While technically more challenging, it should also be possible to automatically identify and classify cases of misinformation or unbalanced information, tracking trends over time. For example, anti-vaccination websites use specific language, have specific attributes (eg, linking to other anti-vaccination sites), and cite a specific subset of the medical literature to provide a one-sided, biased view of the medical evidence [12
]. A generic algorithm to obtain a measure for bias would, for example, be to compare the reference list of a systematic review to the references cited on a given website, which would enable researchers to quantify the direction and degree of content biases.
Once this information on the incidence of bias in a given field is collected in a longitudinal fashion, the effectiveness of public health and health marketing programs becomes measurable.

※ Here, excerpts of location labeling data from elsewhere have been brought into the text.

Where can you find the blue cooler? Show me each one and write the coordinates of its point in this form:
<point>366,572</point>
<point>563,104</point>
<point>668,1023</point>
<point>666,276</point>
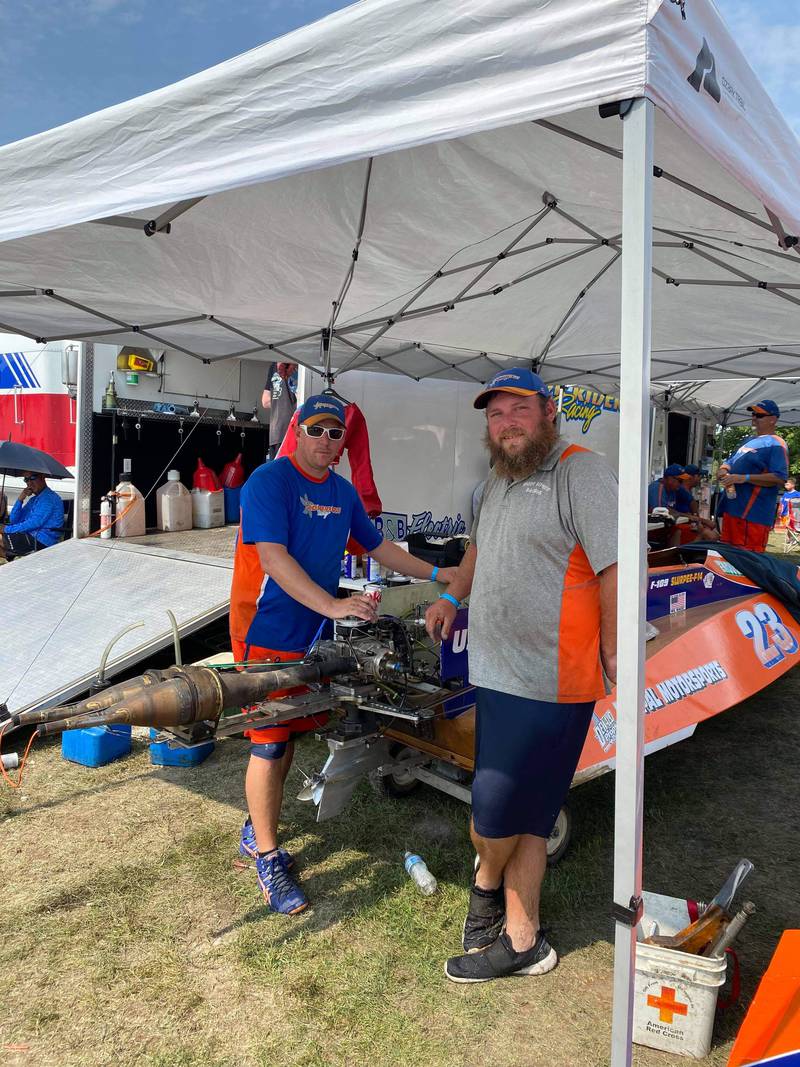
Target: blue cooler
<point>95,746</point>
<point>232,504</point>
<point>163,755</point>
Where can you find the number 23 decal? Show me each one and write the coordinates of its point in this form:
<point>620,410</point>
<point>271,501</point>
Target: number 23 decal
<point>771,639</point>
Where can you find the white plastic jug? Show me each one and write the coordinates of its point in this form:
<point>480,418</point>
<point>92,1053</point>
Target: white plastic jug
<point>129,509</point>
<point>173,505</point>
<point>208,508</point>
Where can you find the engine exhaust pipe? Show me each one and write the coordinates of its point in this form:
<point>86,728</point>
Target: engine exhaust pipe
<point>195,695</point>
<point>114,695</point>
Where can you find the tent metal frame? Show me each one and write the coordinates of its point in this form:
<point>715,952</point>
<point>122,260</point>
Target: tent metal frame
<point>363,352</point>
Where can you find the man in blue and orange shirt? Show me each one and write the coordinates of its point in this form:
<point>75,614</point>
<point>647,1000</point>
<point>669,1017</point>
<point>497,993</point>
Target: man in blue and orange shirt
<point>755,473</point>
<point>297,516</point>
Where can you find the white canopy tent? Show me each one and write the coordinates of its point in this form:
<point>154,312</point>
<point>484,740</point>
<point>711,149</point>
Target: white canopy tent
<point>430,190</point>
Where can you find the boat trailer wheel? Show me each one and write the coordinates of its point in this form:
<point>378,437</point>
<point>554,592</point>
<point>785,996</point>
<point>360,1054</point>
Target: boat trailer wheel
<point>559,839</point>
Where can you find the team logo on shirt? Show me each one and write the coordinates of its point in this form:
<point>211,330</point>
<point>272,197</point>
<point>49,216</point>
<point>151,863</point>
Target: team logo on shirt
<point>321,510</point>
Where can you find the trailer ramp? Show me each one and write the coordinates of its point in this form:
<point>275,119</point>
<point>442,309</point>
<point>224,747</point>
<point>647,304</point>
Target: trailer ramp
<point>63,605</point>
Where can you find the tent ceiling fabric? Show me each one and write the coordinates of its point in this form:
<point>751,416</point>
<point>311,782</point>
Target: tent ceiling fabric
<point>459,147</point>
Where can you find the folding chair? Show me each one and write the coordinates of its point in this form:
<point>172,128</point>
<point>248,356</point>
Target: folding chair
<point>792,542</point>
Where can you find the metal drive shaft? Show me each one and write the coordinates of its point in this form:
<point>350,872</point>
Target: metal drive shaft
<point>195,695</point>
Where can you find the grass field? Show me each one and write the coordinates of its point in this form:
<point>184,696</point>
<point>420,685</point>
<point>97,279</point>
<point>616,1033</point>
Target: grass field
<point>129,934</point>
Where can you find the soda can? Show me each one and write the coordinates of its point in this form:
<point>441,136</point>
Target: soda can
<point>373,592</point>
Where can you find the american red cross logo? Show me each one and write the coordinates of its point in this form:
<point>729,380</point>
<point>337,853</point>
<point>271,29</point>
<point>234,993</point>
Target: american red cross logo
<point>667,1004</point>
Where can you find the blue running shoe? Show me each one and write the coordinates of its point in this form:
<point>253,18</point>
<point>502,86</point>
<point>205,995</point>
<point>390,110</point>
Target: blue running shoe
<point>249,847</point>
<point>280,890</point>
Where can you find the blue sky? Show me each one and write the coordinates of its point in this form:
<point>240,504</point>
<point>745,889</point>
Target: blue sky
<point>63,59</point>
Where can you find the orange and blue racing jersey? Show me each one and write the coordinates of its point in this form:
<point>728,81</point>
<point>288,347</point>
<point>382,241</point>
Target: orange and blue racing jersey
<point>313,519</point>
<point>766,454</point>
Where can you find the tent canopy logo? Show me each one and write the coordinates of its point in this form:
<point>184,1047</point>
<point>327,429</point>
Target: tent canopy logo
<point>705,73</point>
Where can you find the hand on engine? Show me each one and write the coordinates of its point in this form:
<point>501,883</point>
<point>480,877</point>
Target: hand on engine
<point>438,619</point>
<point>362,607</point>
<point>446,574</point>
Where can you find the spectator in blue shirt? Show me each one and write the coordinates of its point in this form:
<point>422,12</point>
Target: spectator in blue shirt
<point>788,496</point>
<point>667,492</point>
<point>751,479</point>
<point>36,520</point>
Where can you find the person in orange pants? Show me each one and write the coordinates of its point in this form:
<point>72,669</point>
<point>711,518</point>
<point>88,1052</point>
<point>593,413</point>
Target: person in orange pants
<point>297,515</point>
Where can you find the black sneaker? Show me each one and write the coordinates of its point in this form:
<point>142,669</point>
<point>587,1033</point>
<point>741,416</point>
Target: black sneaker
<point>500,961</point>
<point>484,918</point>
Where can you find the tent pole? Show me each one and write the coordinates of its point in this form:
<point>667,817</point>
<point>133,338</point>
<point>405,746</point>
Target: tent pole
<point>637,263</point>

For example, a media campaign addressing myths surrounding vaccination should lead to a change in the ratio of anti-vaccination postings to pro-vaccination statements, which in turn may be a predictor for changes in actual vaccination rates.
A final application area to be mentioned here is policy implementation and evaluation
. As in the management adage which says, “one cannot manage what cannot be measured”, the case for gathering infodemiology data can be predicated on measuring the progress towards policy objectives
, for example policies which address health information and health communication specifically related to the quality of information for the public. For example, the US public health policy document, “Healthy People 2010” [13
] contained “[Increase of] quality of Internet health information sources” as an explicit policy objective (Objective 11-4). Other policy objectives (not from this document) may, for example, stipulate an increase of information written on a specific reading level, an increase of culturally sensitive health information for certain population groups or in certain languages (eg, minority languages). In most of these cases, it is conceivable that infodemiology methods could be developed and used to obtain and track indicators that would measure the progress towards such policy goals.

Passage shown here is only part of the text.